What really hurt these companies was the PR hit they took when it became public that they were caving into demands to not do business with one Jewish state in order to line their pockets with revenue from many Arab ones.  And once the cost of participating in the boycott included making financial and reputational sacrifices in the huge US (vs. small Israeli) market, US corporations suddenly had an excuse to say “No” to the boycott office in Damascus.

The fact that this legislation would extend the dynamic we have had in place in the US since the ‘70s into Europe has caused some consternation in BDS circles. BDS loudmouth sites like Electronic Intifada and Mondoweiss, for instance, have complained that the new rules could become a “devastating weapon” to the Boycott, Divestment and Sanctions project.  And while they might not be thinking in the same terms outlined above of how these new rules would impact them (by giving weak-willed Europeans an excuse to turn them away), limited discussion of the Trade Protection Act within BDS circles seems to recognize the threat of such a move to their ever-flailing program.

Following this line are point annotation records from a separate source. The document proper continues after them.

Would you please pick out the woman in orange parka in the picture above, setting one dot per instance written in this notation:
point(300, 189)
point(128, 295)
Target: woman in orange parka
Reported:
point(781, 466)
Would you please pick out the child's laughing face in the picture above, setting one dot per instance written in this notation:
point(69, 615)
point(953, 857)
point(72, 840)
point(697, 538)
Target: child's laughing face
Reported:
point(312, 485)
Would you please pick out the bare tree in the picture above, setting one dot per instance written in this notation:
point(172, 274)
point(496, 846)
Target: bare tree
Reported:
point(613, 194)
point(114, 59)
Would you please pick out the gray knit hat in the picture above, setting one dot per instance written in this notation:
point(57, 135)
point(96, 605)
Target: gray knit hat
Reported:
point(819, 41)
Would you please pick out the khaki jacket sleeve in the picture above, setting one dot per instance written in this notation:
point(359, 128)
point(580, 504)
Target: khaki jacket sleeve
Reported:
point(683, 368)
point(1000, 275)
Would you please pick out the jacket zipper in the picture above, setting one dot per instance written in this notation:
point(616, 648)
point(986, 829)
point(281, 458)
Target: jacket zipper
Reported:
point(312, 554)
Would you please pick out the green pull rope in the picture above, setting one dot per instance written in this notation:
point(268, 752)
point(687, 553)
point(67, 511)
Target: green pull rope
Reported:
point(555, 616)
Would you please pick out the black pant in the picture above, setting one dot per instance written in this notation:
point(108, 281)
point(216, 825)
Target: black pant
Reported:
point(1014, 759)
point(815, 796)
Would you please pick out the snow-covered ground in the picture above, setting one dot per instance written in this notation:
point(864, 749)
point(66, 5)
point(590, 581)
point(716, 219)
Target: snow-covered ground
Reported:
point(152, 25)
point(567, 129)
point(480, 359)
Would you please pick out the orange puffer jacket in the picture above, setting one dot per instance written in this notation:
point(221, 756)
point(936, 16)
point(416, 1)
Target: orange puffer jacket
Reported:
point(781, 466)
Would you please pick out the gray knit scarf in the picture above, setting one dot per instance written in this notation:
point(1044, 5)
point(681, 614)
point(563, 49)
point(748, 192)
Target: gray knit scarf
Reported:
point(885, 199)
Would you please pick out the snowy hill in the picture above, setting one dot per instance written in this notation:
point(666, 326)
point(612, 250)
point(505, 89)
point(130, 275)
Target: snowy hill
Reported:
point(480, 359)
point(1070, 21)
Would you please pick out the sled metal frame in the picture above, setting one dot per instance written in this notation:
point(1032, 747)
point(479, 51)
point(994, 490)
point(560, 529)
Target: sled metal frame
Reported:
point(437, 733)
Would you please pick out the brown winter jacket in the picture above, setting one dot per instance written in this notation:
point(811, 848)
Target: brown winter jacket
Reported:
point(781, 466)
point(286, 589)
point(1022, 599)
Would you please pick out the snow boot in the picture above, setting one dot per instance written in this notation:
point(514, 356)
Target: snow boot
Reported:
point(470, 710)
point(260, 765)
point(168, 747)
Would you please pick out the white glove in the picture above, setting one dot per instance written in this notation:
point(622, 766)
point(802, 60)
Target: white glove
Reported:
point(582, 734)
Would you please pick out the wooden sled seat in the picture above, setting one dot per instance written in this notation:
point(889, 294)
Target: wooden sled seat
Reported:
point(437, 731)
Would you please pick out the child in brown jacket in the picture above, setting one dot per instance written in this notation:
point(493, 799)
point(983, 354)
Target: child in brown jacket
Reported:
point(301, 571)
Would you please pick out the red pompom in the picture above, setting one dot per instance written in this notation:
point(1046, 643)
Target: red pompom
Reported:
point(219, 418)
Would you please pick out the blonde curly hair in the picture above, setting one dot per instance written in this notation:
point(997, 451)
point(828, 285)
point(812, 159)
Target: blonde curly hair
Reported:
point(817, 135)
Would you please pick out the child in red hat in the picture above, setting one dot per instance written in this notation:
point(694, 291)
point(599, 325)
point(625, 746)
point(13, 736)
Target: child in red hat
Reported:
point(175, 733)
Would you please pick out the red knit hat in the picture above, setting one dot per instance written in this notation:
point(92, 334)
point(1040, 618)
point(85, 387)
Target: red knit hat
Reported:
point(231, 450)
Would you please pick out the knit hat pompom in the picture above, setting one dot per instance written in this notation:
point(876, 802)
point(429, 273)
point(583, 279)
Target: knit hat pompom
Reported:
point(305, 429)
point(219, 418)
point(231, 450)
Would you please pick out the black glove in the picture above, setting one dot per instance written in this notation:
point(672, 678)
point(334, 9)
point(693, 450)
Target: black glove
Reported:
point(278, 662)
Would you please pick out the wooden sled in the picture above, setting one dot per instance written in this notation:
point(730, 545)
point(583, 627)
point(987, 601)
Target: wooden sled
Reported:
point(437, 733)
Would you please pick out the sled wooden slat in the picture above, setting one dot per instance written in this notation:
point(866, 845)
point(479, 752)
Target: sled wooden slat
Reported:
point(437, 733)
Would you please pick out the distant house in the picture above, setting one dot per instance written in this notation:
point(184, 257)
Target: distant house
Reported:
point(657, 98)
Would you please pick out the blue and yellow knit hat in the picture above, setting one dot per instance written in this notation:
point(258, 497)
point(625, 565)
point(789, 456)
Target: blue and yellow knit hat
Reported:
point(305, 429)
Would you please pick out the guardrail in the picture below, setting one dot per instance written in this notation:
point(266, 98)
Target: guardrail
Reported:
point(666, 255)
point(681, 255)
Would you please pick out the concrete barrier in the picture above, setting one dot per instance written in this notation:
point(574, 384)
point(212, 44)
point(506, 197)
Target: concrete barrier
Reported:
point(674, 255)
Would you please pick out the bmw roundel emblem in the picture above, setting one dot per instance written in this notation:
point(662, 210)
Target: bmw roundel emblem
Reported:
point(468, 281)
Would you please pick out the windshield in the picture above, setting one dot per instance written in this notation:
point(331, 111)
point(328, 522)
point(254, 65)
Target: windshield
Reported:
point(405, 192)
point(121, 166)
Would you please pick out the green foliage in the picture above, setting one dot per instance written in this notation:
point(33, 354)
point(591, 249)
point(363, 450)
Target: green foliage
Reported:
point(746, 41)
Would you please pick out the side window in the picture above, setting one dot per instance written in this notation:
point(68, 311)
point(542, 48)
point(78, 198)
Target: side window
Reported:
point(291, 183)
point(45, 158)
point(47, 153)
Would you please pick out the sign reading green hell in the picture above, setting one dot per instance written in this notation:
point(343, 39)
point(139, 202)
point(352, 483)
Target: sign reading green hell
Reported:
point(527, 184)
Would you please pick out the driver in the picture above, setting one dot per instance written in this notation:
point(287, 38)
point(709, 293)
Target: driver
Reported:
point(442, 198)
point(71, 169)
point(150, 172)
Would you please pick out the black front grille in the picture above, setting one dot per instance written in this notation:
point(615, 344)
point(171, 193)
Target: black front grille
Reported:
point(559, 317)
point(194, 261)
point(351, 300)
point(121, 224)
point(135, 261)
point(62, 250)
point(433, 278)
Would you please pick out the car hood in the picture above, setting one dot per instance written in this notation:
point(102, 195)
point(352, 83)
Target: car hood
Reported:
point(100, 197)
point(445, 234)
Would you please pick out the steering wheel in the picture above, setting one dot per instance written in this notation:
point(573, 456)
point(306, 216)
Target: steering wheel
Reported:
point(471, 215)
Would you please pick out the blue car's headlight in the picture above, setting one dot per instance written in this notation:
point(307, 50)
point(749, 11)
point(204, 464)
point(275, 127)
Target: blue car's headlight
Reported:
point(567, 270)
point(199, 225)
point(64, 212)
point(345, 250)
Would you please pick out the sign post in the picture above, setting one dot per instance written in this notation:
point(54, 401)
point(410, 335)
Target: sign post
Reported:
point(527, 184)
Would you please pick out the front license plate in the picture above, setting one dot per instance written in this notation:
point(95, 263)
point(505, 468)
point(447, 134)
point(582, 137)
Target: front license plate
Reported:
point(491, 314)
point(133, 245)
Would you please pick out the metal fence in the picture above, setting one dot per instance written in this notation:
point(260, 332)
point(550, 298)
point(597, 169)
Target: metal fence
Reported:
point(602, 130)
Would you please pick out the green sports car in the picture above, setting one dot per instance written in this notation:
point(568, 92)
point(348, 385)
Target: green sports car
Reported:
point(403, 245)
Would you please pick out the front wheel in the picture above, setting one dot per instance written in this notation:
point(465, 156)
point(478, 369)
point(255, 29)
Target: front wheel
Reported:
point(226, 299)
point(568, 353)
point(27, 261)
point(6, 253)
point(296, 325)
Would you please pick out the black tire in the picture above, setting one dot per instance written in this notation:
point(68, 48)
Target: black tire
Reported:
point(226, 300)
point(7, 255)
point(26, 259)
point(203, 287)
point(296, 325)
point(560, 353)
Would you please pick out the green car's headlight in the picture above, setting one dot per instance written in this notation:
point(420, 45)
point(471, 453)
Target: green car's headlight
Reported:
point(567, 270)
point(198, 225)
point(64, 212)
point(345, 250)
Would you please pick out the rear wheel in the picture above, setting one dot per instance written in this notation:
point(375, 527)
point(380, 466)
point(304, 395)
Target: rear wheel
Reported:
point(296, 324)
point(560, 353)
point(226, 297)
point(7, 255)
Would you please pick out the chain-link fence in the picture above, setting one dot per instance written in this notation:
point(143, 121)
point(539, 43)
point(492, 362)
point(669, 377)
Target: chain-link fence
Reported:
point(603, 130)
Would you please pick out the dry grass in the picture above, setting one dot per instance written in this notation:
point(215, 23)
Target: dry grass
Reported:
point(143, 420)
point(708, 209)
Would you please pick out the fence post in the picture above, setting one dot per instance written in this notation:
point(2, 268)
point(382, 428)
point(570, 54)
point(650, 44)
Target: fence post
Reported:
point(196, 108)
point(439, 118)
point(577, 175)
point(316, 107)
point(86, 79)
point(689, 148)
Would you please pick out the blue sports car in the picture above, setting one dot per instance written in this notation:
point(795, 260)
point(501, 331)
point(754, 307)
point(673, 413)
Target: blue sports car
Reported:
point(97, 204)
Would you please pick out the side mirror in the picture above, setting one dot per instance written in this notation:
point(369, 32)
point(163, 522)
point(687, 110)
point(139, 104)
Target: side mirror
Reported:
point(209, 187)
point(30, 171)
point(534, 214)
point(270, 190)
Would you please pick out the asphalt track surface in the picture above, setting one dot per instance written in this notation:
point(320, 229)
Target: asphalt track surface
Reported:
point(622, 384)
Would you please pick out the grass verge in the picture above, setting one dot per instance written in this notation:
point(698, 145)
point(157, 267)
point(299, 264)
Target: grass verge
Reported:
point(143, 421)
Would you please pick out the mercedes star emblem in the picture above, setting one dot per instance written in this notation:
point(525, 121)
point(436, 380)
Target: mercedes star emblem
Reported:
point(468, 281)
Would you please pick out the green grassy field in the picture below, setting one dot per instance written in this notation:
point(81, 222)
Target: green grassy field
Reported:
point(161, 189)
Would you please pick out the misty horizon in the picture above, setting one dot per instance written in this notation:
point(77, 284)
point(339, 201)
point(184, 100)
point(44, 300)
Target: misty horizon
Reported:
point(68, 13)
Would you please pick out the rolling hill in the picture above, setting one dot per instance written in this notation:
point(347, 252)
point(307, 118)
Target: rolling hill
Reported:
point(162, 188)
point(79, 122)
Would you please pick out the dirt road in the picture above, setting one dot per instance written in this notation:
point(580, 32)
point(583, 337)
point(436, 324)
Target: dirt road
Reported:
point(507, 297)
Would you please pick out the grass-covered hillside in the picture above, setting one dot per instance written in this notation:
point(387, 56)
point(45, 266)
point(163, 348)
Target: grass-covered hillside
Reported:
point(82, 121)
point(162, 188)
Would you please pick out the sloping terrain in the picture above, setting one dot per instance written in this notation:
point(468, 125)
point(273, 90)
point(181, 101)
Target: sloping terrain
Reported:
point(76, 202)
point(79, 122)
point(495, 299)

Again, one has to contrast today’s BDS effort with the fight against South African Apartheid in the 1980s when governments, colleges and universities, churches and other civic institutions understood and agreed about the nature of the Apartheid system, proudly (and publicly) made economic choices (including sacrifices) that punished that racist nation, and were celebrated for doing so.

In contrast, today’s BDS “movement,” after more than a decade and a half of untold efforts, has only managed to unite the powers they have endlessly lobbied (the US government, the nation’s largest academic associations, college Presidents, etc.) against them, while their dream of replicating in the US the situation we saw in France last summer becomes more distant than ever.